- Nous?

- Vous et moi avec Biret comme cocher...

- Un instant, coupa Pitou. Je vais avec vous. Batz fronça le sourcil. Lorsqu'il établissait un plan, il n'aimait pas beaucoup les ingérences.

- Pour quoi faire ?

- Mon métier! Je suis journaliste, donc curieux, et vous allez vers le théâtre de futures opérations. Cela m'intéresse. En outre, je peux vous être utile... en tant que garde national!

- Il vous faudrait un ordre de mission ? Pitou lui dédia un sourire goguenard :

- Je suis bien sûr que vous avez ça dans vos fontes, baron!

Celui-ci ne put s'empêcher de rire :

- Après tout vous avez raison. Vous pouvez être très utile ! Et puis, plus on est de fous plus on rit !

Tandis que les deux jeunes femmes remontaient à l'étage pour préparer le départ, Batz commençait à remplir les blancs de deux passeports - il en avait toujours, dûment signés et timbrés, à sa disposition - établis au nom du Dr John Imlay, de New Jersey, se rendant à l'armée du Nord du général Dumouriez, afin d'y donner ses soins, si c'était encore possible, à son unique neveu, le colonel Eleazar Oswald, engagé volontaire et grièvement blessé. Il le déclarait accompagné de la fiancée dudit Oswald. L'autre passeport étant destiné à miss Laura Jane Adams, etc. Il prépara ensuite, sous l'oil intéressé d'Ange Pitou, un ordre de mission fort convaincant qui, avec la carte de civisme que possédait déjà le jeune homme, devait lui permettre de circuler sans difficultés. Après quoi il se munit d'argent - en assignats et en or ! -, d'une trousse médicale aussi bien agencée que possible puis, après réflexion, il glissa dans son gousset le diamant bleu rapporté par Pitou... Cela fait, il alla changer une nouvelle fois d'apparence : le citoyen Agricol, dont il avait d'ailleurs ôté la perruque, le système pileux et les morceaux de caoutchouc en rentrant chez lui, fit place à un Américain entre deux âges, vêtu et chapeauté de noir comme un quaker, le nez chaussé de lunettes et dont les cheveux gris, rejetés en arrière du front, retombaient droit, coupés carrément au-dessous des oreilles.

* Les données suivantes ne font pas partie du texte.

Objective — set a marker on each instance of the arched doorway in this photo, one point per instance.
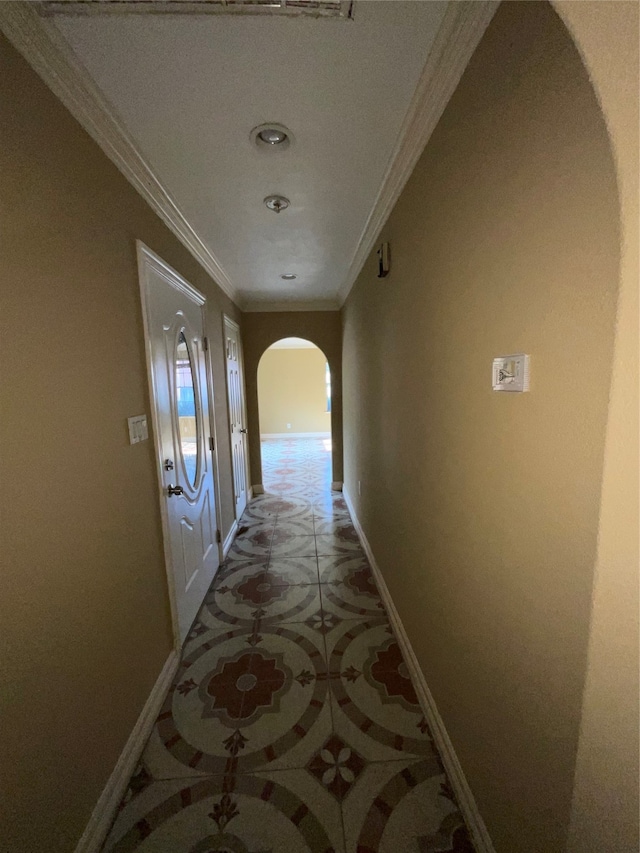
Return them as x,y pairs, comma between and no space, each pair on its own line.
294,400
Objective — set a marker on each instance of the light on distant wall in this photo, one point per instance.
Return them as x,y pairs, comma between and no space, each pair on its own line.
383,260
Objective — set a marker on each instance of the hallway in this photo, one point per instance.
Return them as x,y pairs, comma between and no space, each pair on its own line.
292,724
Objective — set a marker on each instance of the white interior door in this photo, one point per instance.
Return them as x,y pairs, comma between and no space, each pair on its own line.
174,331
237,413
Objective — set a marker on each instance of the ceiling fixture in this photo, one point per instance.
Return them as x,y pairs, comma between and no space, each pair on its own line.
277,203
271,136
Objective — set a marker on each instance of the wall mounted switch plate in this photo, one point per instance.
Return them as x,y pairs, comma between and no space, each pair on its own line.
138,430
511,372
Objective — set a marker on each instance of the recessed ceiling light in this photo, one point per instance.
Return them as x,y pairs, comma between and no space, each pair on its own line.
277,203
271,136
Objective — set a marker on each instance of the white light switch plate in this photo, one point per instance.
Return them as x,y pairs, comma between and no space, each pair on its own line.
511,372
138,430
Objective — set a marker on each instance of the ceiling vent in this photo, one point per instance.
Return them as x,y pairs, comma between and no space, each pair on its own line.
310,8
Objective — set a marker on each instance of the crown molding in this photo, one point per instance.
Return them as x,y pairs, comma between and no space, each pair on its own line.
255,306
50,55
463,25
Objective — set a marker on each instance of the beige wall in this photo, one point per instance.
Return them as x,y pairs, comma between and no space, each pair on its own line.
605,807
292,390
84,604
262,329
483,509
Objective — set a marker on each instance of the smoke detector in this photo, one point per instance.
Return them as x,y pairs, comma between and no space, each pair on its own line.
277,203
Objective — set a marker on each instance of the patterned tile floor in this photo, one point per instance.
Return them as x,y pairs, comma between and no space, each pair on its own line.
292,724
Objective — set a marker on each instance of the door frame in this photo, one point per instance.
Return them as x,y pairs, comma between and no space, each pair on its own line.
148,260
227,320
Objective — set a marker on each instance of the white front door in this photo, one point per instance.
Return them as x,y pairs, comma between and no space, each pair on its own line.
174,331
237,416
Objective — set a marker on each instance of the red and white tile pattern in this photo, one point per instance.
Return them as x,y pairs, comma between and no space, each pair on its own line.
292,725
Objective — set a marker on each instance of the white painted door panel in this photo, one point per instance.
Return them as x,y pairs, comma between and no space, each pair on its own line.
174,329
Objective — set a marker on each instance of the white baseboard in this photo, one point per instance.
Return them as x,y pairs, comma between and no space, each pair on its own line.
266,435
100,822
228,541
466,800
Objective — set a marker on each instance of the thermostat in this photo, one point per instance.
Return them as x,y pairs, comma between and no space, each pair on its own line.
511,372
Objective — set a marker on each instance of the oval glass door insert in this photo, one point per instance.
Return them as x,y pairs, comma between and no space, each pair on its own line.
187,410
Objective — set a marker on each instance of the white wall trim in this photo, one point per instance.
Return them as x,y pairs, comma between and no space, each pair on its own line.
466,800
50,55
462,28
267,435
228,541
254,306
100,822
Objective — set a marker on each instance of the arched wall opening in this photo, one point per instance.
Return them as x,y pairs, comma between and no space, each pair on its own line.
294,401
262,329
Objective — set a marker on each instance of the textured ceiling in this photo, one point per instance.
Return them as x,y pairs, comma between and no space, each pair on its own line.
189,89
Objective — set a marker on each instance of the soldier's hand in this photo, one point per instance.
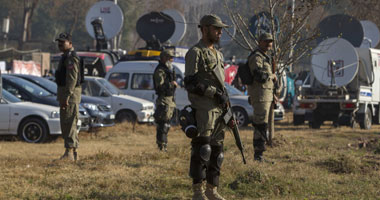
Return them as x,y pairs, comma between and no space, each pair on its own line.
63,104
175,84
275,99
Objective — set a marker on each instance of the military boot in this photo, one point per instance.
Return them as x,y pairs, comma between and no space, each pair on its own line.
198,192
212,193
75,154
258,156
68,155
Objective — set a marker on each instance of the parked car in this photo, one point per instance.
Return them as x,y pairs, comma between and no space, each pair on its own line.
32,122
28,91
96,63
100,111
126,108
135,78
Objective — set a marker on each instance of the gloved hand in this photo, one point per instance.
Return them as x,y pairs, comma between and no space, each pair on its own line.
222,98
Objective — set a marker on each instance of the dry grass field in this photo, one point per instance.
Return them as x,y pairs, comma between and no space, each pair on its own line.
119,163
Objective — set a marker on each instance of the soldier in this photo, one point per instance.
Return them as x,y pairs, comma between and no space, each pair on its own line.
164,85
69,90
261,92
204,82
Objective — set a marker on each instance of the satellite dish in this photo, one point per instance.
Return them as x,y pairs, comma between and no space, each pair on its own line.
110,14
261,23
225,39
371,34
180,25
343,26
155,26
337,55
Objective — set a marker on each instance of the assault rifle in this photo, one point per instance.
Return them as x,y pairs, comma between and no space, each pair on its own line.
230,120
228,116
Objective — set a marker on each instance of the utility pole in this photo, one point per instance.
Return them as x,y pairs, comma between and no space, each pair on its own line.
5,31
293,2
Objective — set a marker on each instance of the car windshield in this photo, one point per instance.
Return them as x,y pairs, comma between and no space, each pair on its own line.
111,88
48,84
30,87
233,91
10,97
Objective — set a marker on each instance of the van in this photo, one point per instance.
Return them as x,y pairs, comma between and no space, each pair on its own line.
135,78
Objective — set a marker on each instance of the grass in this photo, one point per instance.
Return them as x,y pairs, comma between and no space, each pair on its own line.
119,163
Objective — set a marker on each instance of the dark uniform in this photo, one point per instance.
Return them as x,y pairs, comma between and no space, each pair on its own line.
204,82
163,77
69,90
261,95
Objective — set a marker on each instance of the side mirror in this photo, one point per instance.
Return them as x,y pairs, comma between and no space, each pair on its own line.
104,94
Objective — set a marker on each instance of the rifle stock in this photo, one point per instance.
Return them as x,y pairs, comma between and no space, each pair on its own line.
228,116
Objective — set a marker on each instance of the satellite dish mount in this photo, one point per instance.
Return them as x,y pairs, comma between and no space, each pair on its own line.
101,42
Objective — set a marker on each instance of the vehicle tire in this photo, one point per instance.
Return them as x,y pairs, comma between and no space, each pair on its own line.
366,123
316,124
125,116
298,120
241,116
33,130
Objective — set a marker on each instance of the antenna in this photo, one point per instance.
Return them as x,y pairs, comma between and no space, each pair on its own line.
111,16
261,23
180,25
155,27
225,39
335,62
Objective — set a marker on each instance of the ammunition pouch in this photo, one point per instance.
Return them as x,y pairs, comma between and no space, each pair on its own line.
160,114
192,85
260,76
188,122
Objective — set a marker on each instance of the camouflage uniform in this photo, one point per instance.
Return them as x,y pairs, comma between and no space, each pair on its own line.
165,105
261,96
208,146
69,90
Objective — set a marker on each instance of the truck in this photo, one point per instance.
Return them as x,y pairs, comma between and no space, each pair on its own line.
343,86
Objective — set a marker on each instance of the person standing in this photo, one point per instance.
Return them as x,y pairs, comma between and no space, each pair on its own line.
164,85
204,82
261,92
69,90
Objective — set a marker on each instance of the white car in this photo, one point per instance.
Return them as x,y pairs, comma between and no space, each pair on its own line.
32,122
125,107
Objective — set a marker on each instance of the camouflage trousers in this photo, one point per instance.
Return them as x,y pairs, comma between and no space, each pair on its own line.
69,120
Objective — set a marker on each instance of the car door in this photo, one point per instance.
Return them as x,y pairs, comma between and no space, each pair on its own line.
92,88
142,86
4,116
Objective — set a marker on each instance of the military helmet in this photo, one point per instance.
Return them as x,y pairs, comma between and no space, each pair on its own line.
266,37
212,20
167,52
63,37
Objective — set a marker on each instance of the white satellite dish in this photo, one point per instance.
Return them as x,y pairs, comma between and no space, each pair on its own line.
110,14
337,55
180,25
371,34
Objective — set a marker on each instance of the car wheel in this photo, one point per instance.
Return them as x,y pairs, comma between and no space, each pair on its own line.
33,130
366,123
125,116
241,116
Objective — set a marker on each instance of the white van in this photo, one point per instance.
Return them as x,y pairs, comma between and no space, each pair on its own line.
135,78
125,107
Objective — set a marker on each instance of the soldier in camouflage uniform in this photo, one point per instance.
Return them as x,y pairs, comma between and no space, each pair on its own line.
204,82
261,91
164,85
68,94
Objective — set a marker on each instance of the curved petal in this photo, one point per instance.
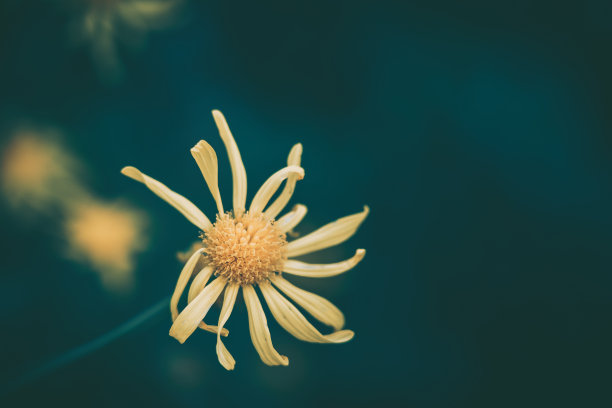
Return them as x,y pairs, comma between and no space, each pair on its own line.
320,308
258,327
183,205
199,282
288,221
329,235
290,318
206,158
268,188
322,270
197,285
238,171
189,319
294,159
225,358
181,283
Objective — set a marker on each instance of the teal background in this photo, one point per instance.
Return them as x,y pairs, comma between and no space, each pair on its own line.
477,132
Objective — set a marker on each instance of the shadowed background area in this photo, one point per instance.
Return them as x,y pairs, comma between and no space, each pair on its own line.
478,134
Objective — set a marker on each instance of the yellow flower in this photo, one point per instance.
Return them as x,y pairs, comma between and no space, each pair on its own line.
36,172
107,236
248,248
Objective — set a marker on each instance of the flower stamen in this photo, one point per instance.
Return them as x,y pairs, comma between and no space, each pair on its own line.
244,249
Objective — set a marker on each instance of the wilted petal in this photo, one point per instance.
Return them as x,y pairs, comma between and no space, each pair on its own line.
238,171
197,285
183,205
206,158
288,221
322,270
320,308
329,235
199,282
189,319
290,318
225,358
268,188
283,198
258,326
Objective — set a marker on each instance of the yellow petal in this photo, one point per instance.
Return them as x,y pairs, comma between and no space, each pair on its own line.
238,171
329,235
320,308
189,319
258,327
288,221
225,358
283,198
290,318
268,188
183,205
206,158
322,270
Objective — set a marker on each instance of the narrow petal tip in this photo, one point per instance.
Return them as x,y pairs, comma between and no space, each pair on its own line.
131,172
173,333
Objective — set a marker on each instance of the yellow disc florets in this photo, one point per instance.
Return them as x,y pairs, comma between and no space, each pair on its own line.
244,249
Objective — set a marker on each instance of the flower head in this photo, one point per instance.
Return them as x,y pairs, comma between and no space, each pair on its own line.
248,248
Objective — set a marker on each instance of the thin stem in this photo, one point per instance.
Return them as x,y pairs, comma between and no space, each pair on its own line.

Quant au visage strictement rasé, quelques habiles artifices réussirent à l'arrondir tout en le dotant de légères rides. Comme dans ses précédents avatars, Batz était méconnaissable et en eut la certitude quand, offrant la main à Laura pour l'aider à monter en voiture, elle eut pour lui un regard suffoqué :

- C'est bien vous ?

- C'est bien moi, rassurez-vous ! Et j'espère que vous vous habituerez vite à ma nouvelle apparence, ajouta-t-il avec un sourire qu'elle jugea beaucoup moins séduisant que celui dont elle avait l'habitude.

Pitou, en uniforme, et le colossal Biret qui ne lâchait pas trois paroles à l'heure, prirent place sur le siège, munis d'épais manteaux et de toiles cirées destinées à les protéger de la pluie car le temps s'annonçait mauvais. Le coq du vigneron voisin entreprenait de réveiller les alentours quand la voiture attelée de quatre chevaux franchit le portail de la propriété et s'élança sur la route.

Plus tard, comme on venait de relayer à Vaujours et qu'un timide rayon de soleil s'efforçait de percer les nuages noirs pour faire croire que le jour était bien là, Laura, qui avait dormi jusque-là, s'étira, bâilla, jeta un regard dépourvu d'intérêt à la plaine onduleuse, piquée de bouquets d'arbres, que l'on traversait et demanda :

- Consentez-vous à m'en dire un peu plus sur ce que nous devons accomplir?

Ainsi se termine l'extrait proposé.